Brain injury leads to diminished BCAA transamination and alterations in BCAA and glutamate metabolizing enzymes. (A) After incubation with [¹⁵N]-leucine (100 μM), LFPI significantly reduced the production of ¹⁵N-labeled GABA, aspartate, and glutamate. n = 6, with bars representing means ± SEM. (B) Densitometry analysis of the expression of cytosolic branched chain aminotransferase (BCATc; 49 kDa) reveals a significant reduction (P < 0.05) in area CA1 of injured animals. (C) Branched chain keto acid dehydrogenase (BCKD; 51 kDa) expression significantly decreased (P < 0.05) in the dentate gyrus of injured animals. (D) Glutamate dehydrogenase (GDH; 61 kDa) expression significantly increased (P < 0.05) in the dentate gyrus of injured mice. (E) Glutamic acid decarboxylase (GAD; 65 kDa) was significantly reduced (P < 0.05) in area CA1. (F) Aspartate aminotransferase 1 (AAT1; 46 kDa) was significantly reduced (P < 0.05) in the dentate gyrus. (G) Expression of aspartate aminotransferase 2 (AAT2; 47 kDa) was significantly reduced (P < 0.05) in both the dentate gyrus and area CA1 from injured mice.

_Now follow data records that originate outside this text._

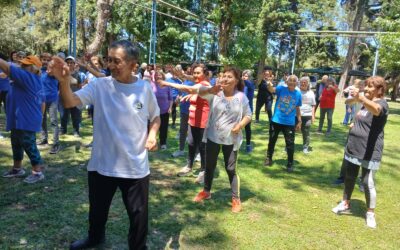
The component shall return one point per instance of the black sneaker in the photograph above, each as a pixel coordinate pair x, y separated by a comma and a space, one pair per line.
42, 142
290, 168
55, 148
85, 243
268, 162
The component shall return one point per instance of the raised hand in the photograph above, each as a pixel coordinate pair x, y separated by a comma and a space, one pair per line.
59, 69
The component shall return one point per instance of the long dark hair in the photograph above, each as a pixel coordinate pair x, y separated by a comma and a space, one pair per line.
237, 73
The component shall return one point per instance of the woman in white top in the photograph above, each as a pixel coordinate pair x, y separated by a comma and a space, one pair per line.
229, 113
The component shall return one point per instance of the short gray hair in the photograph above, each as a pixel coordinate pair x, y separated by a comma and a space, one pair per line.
131, 51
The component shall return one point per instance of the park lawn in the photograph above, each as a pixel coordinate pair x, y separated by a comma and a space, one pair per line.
280, 210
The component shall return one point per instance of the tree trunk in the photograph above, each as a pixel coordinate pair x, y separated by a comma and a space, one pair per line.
225, 27
103, 15
263, 56
395, 91
361, 6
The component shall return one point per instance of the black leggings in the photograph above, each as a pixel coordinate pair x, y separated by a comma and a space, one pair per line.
230, 157
247, 128
268, 106
164, 128
195, 137
288, 132
367, 176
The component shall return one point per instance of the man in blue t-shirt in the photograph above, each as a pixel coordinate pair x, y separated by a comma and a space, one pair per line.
50, 86
287, 108
24, 115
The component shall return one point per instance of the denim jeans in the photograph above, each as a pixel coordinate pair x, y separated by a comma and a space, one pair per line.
51, 109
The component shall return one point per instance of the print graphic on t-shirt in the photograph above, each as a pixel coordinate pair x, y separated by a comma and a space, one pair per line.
286, 104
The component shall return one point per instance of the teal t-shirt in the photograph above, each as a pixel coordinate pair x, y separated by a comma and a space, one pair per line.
285, 105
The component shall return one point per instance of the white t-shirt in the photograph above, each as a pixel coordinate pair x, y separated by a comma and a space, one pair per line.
308, 101
121, 114
224, 115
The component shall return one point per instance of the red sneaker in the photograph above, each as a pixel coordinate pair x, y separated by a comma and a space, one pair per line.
236, 205
203, 195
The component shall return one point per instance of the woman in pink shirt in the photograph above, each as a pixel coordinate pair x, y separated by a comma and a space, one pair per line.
327, 104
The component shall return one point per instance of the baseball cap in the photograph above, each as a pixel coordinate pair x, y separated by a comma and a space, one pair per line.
31, 60
70, 58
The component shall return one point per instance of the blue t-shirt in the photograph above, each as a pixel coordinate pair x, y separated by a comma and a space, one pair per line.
4, 83
285, 105
174, 91
249, 91
184, 106
24, 101
50, 86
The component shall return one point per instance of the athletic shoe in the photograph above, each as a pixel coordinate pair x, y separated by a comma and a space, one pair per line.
203, 195
178, 153
370, 219
14, 173
33, 178
42, 142
55, 149
338, 181
200, 177
77, 134
184, 171
290, 167
268, 162
341, 208
236, 205
249, 148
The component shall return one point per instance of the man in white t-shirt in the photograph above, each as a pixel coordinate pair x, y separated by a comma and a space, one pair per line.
123, 106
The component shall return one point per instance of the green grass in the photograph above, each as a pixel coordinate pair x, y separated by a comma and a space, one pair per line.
280, 210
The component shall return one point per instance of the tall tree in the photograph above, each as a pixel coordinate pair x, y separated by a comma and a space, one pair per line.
104, 10
361, 7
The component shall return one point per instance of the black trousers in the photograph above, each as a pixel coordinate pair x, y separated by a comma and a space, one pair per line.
164, 128
173, 113
195, 137
288, 133
135, 194
76, 117
230, 157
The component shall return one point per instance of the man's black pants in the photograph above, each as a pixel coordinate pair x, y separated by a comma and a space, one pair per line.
135, 194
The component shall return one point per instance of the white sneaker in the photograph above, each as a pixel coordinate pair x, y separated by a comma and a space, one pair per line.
341, 208
178, 153
200, 177
184, 171
370, 219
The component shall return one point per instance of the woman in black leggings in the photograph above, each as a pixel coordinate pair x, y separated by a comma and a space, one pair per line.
365, 145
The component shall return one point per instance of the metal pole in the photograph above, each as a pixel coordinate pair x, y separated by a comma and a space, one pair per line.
199, 39
153, 34
376, 58
294, 56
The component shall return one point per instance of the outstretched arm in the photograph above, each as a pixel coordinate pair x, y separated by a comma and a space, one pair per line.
60, 71
5, 67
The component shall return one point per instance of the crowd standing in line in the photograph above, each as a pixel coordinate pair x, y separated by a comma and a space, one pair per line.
213, 112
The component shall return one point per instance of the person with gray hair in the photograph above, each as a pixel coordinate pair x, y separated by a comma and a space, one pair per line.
123, 106
327, 104
307, 110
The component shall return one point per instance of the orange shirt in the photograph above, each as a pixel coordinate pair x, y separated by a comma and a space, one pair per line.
198, 110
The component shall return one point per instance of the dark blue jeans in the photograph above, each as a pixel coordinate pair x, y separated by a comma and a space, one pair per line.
22, 140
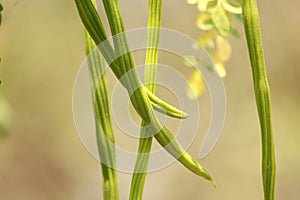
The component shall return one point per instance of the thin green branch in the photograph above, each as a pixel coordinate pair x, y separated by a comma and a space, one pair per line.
262, 94
139, 97
104, 131
145, 143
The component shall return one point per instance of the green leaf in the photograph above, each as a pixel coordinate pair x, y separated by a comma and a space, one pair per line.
221, 22
235, 32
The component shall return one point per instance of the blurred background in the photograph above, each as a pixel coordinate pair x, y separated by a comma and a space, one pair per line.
41, 156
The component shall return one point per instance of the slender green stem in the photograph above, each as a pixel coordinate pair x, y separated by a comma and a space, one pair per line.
135, 88
145, 143
104, 131
262, 94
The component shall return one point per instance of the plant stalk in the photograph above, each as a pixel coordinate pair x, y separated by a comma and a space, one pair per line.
262, 94
145, 143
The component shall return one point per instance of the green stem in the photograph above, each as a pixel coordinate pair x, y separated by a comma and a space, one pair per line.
104, 131
145, 143
135, 88
262, 94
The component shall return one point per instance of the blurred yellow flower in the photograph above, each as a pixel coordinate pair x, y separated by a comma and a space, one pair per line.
204, 22
196, 85
223, 49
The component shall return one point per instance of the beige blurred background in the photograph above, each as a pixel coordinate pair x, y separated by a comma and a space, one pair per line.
41, 156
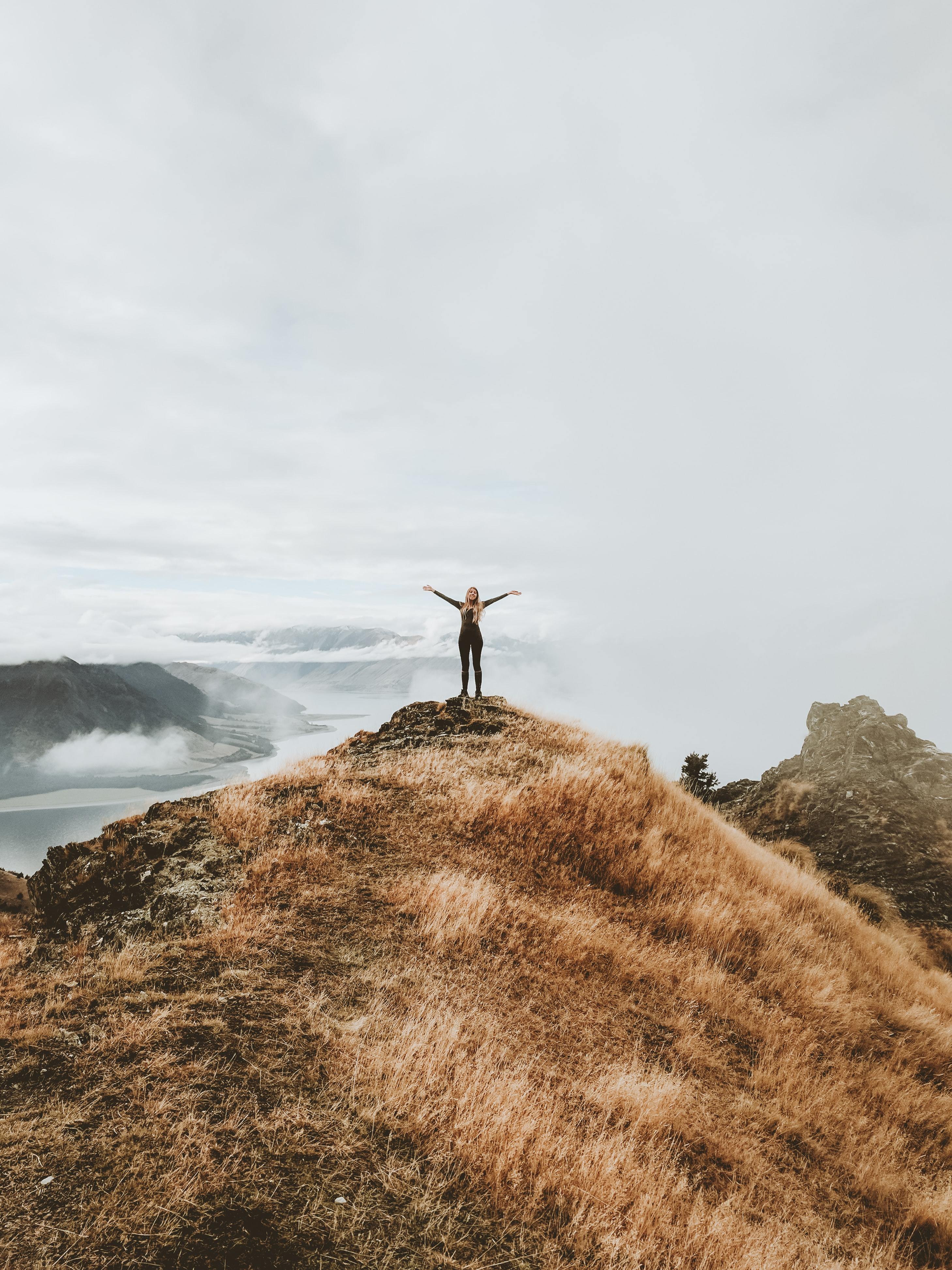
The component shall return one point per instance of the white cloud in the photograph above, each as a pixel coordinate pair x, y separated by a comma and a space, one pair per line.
640, 309
117, 754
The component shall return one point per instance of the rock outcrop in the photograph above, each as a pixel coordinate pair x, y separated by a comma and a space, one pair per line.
14, 896
165, 870
435, 723
871, 799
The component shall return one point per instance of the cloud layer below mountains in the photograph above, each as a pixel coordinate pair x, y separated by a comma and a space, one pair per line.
117, 754
640, 309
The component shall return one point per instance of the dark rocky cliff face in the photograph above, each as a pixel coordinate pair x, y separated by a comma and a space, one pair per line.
870, 798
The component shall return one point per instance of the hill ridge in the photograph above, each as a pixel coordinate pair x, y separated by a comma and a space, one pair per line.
507, 994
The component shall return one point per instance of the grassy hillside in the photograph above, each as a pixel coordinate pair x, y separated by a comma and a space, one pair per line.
483, 992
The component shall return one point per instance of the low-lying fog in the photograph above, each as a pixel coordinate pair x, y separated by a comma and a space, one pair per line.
31, 826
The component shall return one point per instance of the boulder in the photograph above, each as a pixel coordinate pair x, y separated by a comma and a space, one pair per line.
871, 799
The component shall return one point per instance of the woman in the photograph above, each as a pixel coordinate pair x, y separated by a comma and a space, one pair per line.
470, 634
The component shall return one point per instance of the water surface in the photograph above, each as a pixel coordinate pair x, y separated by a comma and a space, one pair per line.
31, 826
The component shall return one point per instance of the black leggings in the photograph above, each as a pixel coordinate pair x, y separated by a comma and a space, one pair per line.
471, 638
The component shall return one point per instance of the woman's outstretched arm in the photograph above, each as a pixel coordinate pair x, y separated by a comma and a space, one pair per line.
453, 603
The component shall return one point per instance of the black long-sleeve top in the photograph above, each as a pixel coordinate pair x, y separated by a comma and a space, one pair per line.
468, 614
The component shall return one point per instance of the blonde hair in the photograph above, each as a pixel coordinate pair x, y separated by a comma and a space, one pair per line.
475, 607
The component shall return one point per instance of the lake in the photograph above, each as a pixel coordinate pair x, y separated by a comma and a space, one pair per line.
31, 826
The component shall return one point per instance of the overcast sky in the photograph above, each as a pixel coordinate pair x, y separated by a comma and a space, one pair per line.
639, 308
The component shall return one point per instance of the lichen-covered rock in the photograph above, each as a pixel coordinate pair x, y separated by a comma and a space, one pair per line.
871, 799
14, 896
435, 723
165, 870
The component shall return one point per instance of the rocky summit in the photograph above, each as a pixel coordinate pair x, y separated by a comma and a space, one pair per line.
871, 799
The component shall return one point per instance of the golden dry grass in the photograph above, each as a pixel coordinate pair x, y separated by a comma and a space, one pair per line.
553, 1006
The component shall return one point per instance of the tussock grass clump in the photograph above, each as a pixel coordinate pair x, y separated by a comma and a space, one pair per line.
526, 1002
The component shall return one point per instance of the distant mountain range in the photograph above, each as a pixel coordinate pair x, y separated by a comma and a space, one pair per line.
308, 639
216, 719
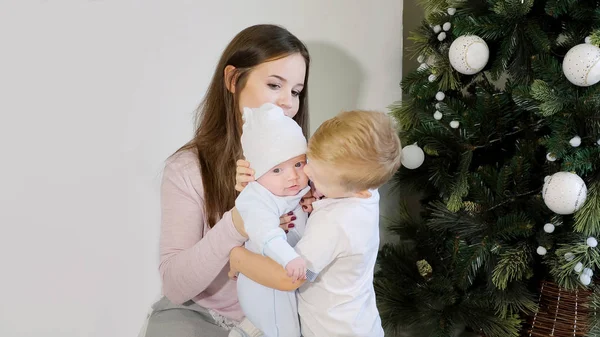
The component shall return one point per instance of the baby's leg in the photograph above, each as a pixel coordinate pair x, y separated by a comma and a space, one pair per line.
245, 329
273, 312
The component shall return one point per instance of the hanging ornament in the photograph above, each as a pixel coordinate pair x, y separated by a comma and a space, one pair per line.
468, 54
591, 242
412, 156
585, 279
564, 192
581, 65
551, 157
575, 141
549, 228
569, 256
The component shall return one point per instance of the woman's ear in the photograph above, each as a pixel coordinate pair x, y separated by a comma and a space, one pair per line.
230, 78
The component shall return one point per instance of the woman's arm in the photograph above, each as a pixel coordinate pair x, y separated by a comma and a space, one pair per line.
190, 258
261, 269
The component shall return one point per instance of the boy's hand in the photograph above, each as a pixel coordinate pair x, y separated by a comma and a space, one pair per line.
233, 273
296, 269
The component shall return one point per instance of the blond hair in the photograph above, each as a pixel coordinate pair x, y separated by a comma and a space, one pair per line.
363, 146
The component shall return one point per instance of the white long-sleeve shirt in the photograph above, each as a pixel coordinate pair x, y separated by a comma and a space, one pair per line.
260, 209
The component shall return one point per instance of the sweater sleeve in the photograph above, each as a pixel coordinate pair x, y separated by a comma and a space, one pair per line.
190, 258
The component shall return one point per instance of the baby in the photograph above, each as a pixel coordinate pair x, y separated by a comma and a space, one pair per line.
349, 157
276, 148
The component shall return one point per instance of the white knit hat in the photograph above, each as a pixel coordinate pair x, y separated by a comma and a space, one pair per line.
269, 138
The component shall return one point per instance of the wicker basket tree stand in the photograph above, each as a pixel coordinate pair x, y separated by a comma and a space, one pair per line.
560, 313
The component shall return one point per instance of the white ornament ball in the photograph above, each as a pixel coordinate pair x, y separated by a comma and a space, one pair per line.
541, 250
581, 65
585, 279
412, 156
564, 192
549, 228
575, 141
468, 54
569, 256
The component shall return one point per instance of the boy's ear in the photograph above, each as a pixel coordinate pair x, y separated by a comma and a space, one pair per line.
230, 78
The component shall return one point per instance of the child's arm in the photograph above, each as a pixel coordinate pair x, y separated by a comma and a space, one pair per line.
261, 221
261, 269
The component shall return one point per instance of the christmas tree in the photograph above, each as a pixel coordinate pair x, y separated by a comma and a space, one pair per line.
501, 128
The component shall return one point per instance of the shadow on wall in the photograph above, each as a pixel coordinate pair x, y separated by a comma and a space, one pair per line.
334, 83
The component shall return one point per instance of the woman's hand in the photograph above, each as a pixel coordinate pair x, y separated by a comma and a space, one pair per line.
310, 197
243, 174
307, 200
285, 222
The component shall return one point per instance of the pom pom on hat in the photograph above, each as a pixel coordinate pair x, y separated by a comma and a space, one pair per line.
269, 138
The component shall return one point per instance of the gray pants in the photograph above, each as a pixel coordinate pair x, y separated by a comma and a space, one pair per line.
187, 320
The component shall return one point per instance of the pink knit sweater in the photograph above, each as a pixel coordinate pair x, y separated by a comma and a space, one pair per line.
194, 259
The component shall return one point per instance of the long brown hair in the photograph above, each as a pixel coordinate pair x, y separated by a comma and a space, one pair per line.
219, 121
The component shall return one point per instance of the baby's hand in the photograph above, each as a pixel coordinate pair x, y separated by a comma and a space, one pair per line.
296, 269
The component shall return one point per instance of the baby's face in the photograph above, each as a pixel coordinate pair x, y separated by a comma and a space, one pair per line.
287, 178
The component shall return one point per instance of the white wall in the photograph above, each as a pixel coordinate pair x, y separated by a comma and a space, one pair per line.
94, 95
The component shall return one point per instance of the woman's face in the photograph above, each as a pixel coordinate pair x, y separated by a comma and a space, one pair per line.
279, 82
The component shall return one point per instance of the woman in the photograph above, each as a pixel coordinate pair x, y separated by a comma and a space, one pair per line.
263, 63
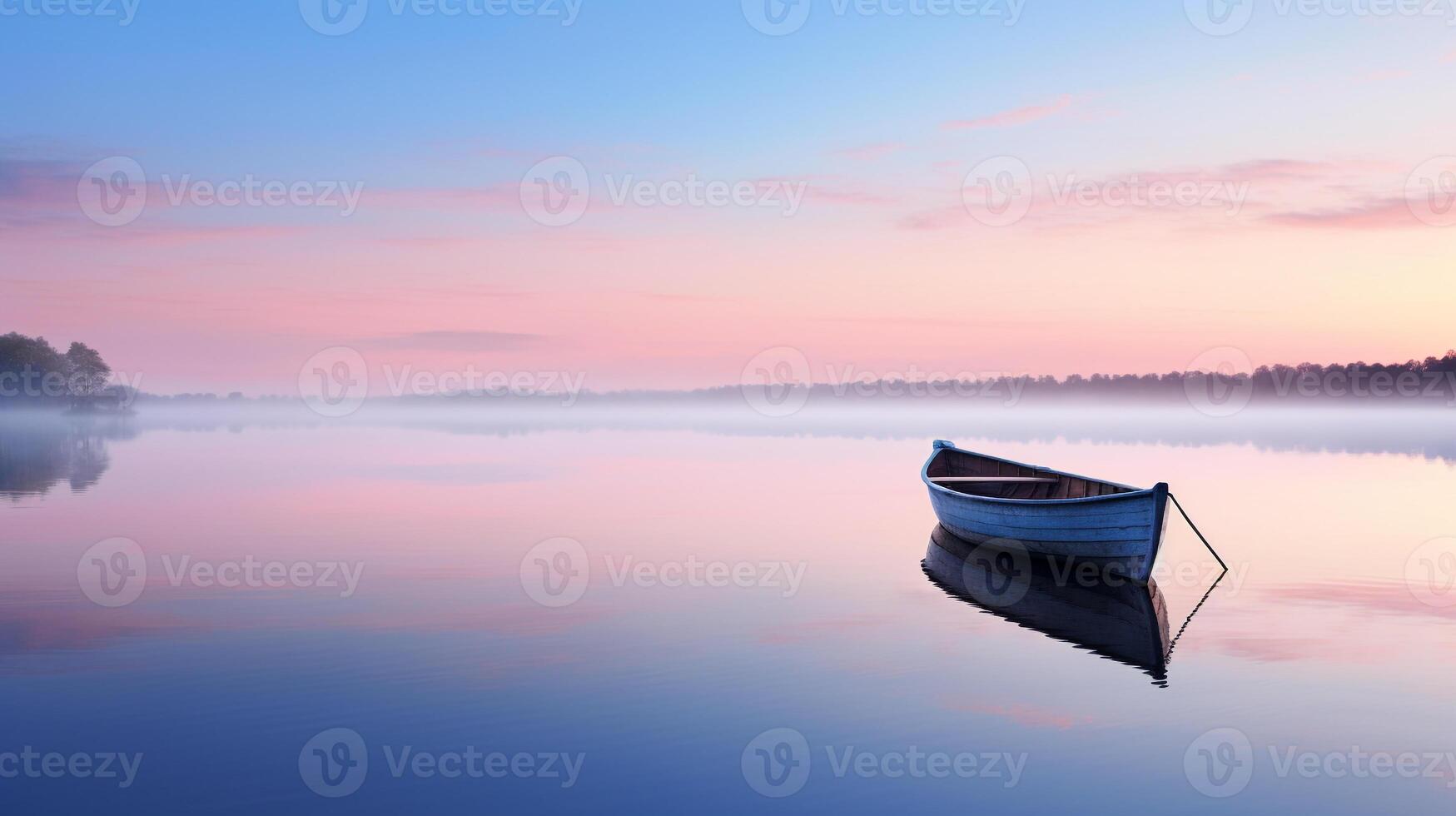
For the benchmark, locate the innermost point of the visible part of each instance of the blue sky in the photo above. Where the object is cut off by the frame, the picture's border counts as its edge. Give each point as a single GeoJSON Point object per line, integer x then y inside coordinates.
{"type": "Point", "coordinates": [1325, 114]}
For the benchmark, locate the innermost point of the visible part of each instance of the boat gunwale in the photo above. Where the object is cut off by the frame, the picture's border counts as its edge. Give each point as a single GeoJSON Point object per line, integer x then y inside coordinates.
{"type": "Point", "coordinates": [939, 448]}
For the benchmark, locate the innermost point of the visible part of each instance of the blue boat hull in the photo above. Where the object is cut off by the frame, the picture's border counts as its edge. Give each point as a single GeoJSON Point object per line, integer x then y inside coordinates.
{"type": "Point", "coordinates": [1120, 532]}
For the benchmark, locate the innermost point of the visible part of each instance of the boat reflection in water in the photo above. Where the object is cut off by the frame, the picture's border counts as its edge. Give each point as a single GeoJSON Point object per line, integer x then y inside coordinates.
{"type": "Point", "coordinates": [1117, 619]}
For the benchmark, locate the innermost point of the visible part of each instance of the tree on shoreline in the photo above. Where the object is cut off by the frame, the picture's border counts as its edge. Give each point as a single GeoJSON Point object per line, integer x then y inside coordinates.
{"type": "Point", "coordinates": [32, 372]}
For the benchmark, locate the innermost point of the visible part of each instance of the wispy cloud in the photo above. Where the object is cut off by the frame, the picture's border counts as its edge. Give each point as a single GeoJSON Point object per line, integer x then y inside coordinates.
{"type": "Point", "coordinates": [1380, 213]}
{"type": "Point", "coordinates": [1014, 117]}
{"type": "Point", "coordinates": [870, 152]}
{"type": "Point", "coordinates": [452, 341]}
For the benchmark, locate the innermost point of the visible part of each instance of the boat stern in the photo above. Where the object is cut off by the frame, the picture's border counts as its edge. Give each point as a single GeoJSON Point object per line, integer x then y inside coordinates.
{"type": "Point", "coordinates": [1160, 528]}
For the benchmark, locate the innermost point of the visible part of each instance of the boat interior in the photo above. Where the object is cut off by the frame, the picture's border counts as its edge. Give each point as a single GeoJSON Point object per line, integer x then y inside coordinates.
{"type": "Point", "coordinates": [996, 478]}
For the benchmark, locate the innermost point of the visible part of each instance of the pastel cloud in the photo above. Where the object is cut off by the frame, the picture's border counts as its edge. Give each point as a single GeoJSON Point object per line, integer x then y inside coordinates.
{"type": "Point", "coordinates": [870, 152]}
{"type": "Point", "coordinates": [1382, 213]}
{"type": "Point", "coordinates": [452, 341]}
{"type": "Point", "coordinates": [1014, 117]}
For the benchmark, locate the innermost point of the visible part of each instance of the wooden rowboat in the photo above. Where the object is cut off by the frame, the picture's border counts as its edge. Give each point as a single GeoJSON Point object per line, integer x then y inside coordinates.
{"type": "Point", "coordinates": [1026, 509]}
{"type": "Point", "coordinates": [1126, 623]}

For each Western blot, n = 4 samples, with densitometry representing means ± SEM *Denotes significance at the P < 0.05 confidence level when compared to sham values.

Fig. 4.

In area CA1 (A) and dentate gyrus (B), slices were exposed to 2-amino-2-norbornane-carboxylic acid (BCH; 100 μM), a nonhydrolyzable BCAA analog, glutamine (100 μM), or a combination of all three branched chain ketoacids (BCKAs; 100 μM). Neither BCKAs nor BCH had a salutary effect in either region, whereas only in the dentate gyrus did glutamine restore net synaptic efficacy. In area CA1 (C) and dentate gyrus (D), the glutaminase inhibitor 6-diazo-5-oxo-l-norleucine (DON; 50 μM) did not block the restorative effect of the combination of BCAAs. In the dentate gyrus (D) but not in area CA1 (C), DON completely blocked the glutamine-mediated restoration of net synaptic efficacy in this region. Solid line represents sham value at maximal stimulation; dotted line represents LFPI value at maximal stimulation. For each panel, n = 8, and data are means ± SEM *Significance when compared with sham values (P < 0.05).